Closed jyn514 closed 6 years ago
Agghh I remember the problem now. lxml
is returning None
for elem.tail
when it should return a string. I know it shouldn't be None because on line 11550 is this HTML:
<SPAN class="fieldlabeltext">Registration Dates: </SPAN>Feb 01, 2018 to Aug 29, 2018
Output of parse.py
:
./parse.py --sections < webpages/USC_all_sections.html > .sections.data || { rm -f .sections.data; exit 999; }
DEBUG: CRN 13710 does not have text following. elem: <Element span at 0x7ff13f5f4e48>, elem.text: Registration Dates: , elem.tail: None
make: *** [makefile:44: .sections.data] Error 231
Note: this is not fixed by updating to lxml 4.2.1 (2018-03-21)

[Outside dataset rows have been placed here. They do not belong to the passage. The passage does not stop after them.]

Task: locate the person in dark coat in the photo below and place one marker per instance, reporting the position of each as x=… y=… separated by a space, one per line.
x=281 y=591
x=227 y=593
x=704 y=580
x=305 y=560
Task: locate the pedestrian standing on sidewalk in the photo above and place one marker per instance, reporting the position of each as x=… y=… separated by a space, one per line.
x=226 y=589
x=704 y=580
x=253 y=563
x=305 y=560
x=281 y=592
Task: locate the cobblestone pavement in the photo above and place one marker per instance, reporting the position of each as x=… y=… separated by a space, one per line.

Note: filtering the page through xmllint first has changed the output, will update if this has actually fixed or not
Screw it, I'm switching to xpath. The main table can be accessed with //table[@class='datadisplaytable'][1]
; each class has two rows: one with a header (th
) and one with a body.
parse.py
was hacked together in a very ugly way. This issue is not for rewriting it, although I should probably do that. This is for removing the (count them!) 5 try/except AttributeError blocks in parse_sections.